Que filme odiável. Não que ele seja odiável do começo ao fim. Houve uma tentativa realmente sincera de quem vos escreve de tentar decifrar a narrativa difusa e aparentemente amadorística de um filme que estava sendo apresentado quase que como um tributo à vida do diretor Amos Gitai (presente na sessão) e sua mãe, que viveu as agrúrias do povo judeu desde muito antes da Segunda Guerra. A base da história são as cartas dela, que teoricamente poderiam fazer eco com décadas e mais décadas da visão judia sobre seu povo e suas relações com o mundo.

No entanto, o que mais vemos é o despreparo de diretor e montador em conseguir unir pontas que se confundem entre cenas documentais pré-ensaiadas, leituras de cartas de início a fim, cenas fictícias recriadas ou como peças de teatro ao ar livre ou como telenovelas da pior qualidade e, ainda, sequências inteiras que tentam unir todos esses elementos simplesmente sobrepondo-os com o uso de efeitos que poderiam ser comparados à festas de aniversário em um buffet infantil.

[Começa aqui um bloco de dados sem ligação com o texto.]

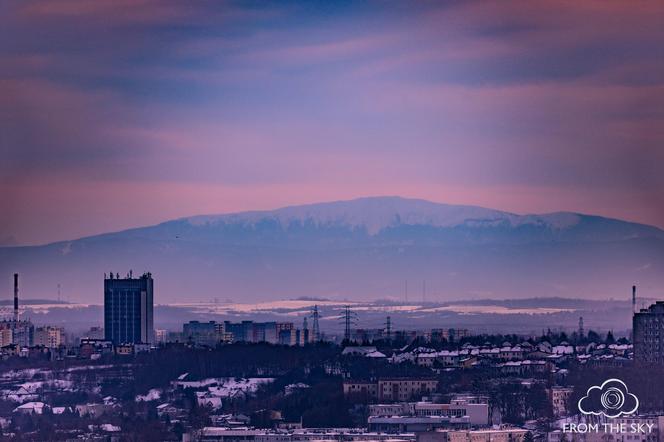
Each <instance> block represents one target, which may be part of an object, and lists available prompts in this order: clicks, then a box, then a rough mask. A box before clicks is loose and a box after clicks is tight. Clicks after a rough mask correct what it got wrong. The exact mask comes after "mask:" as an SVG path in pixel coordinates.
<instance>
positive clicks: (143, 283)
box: [104, 273, 154, 345]
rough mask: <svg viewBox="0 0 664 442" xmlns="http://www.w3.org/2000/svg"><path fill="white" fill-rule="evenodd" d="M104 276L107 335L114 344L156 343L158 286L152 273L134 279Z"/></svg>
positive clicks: (128, 277) (106, 334) (104, 305)
mask: <svg viewBox="0 0 664 442" xmlns="http://www.w3.org/2000/svg"><path fill="white" fill-rule="evenodd" d="M118 276H119V275H116V276H115V277H114V276H113V274H112V273H111V275H110V276H108V277H107V276H106V275H104V334H105V338H106V340H108V341H112V342H113V344H115V345H118V344H135V343H147V344H151V343H153V342H154V323H153V302H154V295H153V292H154V289H153V286H154V283H153V280H152V275H151V274H150V273H144V274H143V275H142V276H140V277H139V278H133V277H132V275H131V273H129V274H128V275H127V277H126V278H119V277H118Z"/></svg>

A falta das informações básicas sobre o que estamos vendo revela, além do amadorismo ensaiado, a descarada auto-indulgência dos seus criadores, crentes, talvez, que as importância do diretor e de sua vida fosse tão visível para todos os seres humanos que qualquer tentativa de criar um pano de fundo para o filme fosse inútil e óbvio demais. Bom, não é. Não me importa quem fez o filme e quais são os membros da família de quem fez o filme que nele aparecem. Menos ainda me importa sobre a confecção do filme no momento em que o estou vendo.

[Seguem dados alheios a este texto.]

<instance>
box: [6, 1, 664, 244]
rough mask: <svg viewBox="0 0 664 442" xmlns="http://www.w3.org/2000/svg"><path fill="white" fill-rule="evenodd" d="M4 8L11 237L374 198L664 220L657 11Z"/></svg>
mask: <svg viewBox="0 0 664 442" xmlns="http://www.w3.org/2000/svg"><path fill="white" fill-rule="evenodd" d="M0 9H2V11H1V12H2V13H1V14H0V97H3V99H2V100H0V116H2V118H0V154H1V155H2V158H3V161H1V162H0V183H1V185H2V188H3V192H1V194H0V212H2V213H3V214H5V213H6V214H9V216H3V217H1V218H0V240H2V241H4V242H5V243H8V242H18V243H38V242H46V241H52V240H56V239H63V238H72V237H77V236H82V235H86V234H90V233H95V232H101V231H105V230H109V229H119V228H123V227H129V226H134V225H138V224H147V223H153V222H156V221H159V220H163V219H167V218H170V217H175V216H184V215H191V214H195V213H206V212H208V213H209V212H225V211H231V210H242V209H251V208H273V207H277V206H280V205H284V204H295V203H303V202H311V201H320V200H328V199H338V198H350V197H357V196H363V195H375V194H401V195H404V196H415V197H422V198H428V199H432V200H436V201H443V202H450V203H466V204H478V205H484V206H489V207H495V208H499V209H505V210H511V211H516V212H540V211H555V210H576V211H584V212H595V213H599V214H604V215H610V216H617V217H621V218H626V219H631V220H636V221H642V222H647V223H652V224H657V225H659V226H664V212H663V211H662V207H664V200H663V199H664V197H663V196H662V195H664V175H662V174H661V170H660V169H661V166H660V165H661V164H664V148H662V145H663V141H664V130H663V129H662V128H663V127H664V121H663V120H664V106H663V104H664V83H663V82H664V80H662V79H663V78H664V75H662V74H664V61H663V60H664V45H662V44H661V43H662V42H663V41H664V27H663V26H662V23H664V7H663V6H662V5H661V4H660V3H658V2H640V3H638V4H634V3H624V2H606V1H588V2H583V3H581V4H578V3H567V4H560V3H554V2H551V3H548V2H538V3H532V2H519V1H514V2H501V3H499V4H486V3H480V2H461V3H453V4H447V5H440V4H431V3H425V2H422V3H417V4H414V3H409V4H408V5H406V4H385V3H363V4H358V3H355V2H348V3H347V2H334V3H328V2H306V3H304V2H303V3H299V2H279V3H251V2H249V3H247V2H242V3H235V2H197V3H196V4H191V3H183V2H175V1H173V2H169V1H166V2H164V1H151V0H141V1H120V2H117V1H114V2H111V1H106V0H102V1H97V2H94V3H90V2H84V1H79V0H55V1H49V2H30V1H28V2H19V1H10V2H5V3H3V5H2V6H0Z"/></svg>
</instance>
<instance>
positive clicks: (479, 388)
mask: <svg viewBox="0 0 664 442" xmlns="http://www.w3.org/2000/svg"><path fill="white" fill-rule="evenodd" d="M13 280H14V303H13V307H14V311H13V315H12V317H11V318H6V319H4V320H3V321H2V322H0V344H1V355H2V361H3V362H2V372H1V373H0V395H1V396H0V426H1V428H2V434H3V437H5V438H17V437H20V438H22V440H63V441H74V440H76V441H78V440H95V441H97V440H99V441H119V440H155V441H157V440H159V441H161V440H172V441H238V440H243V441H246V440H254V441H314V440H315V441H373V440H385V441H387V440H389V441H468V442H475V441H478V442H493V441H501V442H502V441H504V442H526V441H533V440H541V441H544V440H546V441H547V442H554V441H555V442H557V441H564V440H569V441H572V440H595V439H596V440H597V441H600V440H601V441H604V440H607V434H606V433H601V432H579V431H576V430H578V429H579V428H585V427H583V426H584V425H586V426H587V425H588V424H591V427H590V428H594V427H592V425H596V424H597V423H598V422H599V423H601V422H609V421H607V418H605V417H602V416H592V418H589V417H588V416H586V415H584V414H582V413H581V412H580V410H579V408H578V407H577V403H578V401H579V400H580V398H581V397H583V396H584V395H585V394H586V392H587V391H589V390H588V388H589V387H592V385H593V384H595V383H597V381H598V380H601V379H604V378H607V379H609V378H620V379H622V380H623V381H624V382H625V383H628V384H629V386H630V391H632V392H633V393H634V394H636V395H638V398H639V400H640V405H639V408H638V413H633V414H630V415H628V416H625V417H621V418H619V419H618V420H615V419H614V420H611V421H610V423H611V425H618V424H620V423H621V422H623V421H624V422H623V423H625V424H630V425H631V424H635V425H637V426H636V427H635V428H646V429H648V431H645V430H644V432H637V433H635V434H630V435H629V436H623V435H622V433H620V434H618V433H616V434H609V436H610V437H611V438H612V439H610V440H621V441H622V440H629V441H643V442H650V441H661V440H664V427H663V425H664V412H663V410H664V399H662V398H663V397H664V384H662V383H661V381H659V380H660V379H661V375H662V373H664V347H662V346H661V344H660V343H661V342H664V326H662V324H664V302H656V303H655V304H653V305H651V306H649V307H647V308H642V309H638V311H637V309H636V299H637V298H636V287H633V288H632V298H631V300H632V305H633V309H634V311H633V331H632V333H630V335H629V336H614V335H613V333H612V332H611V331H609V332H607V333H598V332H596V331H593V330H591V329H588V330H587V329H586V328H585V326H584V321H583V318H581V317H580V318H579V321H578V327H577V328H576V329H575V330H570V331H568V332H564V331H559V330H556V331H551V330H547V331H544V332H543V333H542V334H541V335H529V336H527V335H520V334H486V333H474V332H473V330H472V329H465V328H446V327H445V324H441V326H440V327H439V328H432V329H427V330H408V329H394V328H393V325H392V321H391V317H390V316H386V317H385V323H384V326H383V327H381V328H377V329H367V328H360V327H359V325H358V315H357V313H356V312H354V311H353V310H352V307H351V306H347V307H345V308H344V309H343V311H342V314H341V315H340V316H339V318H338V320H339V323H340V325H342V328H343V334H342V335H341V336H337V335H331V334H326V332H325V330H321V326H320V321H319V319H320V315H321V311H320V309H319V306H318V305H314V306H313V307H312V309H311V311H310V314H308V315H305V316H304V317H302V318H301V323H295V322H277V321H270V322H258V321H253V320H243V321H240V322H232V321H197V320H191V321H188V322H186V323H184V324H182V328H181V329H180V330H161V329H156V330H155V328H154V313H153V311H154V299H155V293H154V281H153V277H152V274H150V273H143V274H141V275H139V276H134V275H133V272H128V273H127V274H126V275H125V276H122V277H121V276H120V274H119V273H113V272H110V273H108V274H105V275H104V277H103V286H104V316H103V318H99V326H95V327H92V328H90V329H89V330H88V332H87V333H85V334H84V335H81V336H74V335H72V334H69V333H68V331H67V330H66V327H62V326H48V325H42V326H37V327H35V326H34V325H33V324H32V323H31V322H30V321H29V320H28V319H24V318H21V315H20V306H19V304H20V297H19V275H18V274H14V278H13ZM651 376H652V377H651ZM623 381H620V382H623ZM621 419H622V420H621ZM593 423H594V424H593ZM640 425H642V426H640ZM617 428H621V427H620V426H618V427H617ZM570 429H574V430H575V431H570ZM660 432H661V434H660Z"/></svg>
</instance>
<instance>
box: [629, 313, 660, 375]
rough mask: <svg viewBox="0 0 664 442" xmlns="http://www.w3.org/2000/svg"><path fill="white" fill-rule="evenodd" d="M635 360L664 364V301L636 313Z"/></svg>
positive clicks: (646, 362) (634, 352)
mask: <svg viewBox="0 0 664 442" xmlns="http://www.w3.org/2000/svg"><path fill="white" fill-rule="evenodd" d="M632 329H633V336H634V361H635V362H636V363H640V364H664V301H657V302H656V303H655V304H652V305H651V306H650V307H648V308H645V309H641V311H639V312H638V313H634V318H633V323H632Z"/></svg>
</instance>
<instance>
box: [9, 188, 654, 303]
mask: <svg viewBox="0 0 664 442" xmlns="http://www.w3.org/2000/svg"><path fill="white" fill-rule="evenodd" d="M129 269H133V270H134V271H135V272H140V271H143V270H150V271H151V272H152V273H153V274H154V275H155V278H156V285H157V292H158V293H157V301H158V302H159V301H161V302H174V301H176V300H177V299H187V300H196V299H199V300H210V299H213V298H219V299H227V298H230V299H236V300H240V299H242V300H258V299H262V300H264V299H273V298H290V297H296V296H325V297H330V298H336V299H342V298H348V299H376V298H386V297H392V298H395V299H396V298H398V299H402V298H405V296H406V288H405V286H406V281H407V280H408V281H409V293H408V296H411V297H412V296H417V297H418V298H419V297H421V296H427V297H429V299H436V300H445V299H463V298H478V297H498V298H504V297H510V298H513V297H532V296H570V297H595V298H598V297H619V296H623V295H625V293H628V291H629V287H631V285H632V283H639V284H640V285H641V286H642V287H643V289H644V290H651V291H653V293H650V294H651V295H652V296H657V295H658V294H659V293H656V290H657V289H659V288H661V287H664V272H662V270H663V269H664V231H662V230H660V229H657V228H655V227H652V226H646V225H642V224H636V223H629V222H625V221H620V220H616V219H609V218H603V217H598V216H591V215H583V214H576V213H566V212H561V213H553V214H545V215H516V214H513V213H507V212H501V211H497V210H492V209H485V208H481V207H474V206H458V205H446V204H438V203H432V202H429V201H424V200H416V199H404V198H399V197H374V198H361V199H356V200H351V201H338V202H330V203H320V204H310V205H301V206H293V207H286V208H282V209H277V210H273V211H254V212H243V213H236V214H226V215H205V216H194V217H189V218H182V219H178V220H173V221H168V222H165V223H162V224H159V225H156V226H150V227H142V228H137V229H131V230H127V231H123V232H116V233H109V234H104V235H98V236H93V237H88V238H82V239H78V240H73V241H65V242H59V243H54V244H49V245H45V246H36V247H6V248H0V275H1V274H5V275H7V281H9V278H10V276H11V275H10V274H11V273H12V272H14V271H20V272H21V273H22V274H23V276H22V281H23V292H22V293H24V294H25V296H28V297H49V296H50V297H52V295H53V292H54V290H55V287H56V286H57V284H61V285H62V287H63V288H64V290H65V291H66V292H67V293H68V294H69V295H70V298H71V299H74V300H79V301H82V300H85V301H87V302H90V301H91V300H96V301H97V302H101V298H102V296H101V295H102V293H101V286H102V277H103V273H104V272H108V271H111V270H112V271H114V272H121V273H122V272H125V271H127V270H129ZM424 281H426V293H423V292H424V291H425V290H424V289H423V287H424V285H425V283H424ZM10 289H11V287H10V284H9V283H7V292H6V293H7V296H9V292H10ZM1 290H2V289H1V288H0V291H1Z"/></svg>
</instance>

No entanto, o filme começa a se tornar odiável quando percebemos estarmos chegando em sua(s) conclusão(ões) e que não há qualquer menção ou relação entre as vidas que foram mostradas e com a vida do povo judeu de maneira geral. Se há, são pequenos traços culturais que, além de ignorar por completo que a maioria da população mundial não saber o que significam, ignoram que a maioria da população conhece o maior conflito da história ainda em andamento, com o povo palestino. Ignorar não só o povo judeu como um símbolo de resistência, como ignorar o povo da palestina como membros legítimos de sua rivalidade religiosa é o ponto mais controverso e enigmático da película. Qualquer interpretação pode ser dada. No meu caso, prefiro entender isso como um sinal de mal extremo mal gosto para com os espectadores e para com o Cinema. E isso em uma Mostra da Sétima Arte.

Wanderley Caloni, 2012-10-28. Carmel. Carmel (Israel, 2009). Dirigido por Amos Gitai. Escrito por Amos Gitai. Com Amitai Ashkenazi, Ben Eidel, Samuel Fuller, Efratia Gitai, Ben Gitaï, Masha Itkina, Makram Khoury, Jerome Koenig, Amos Lavi. IMDB.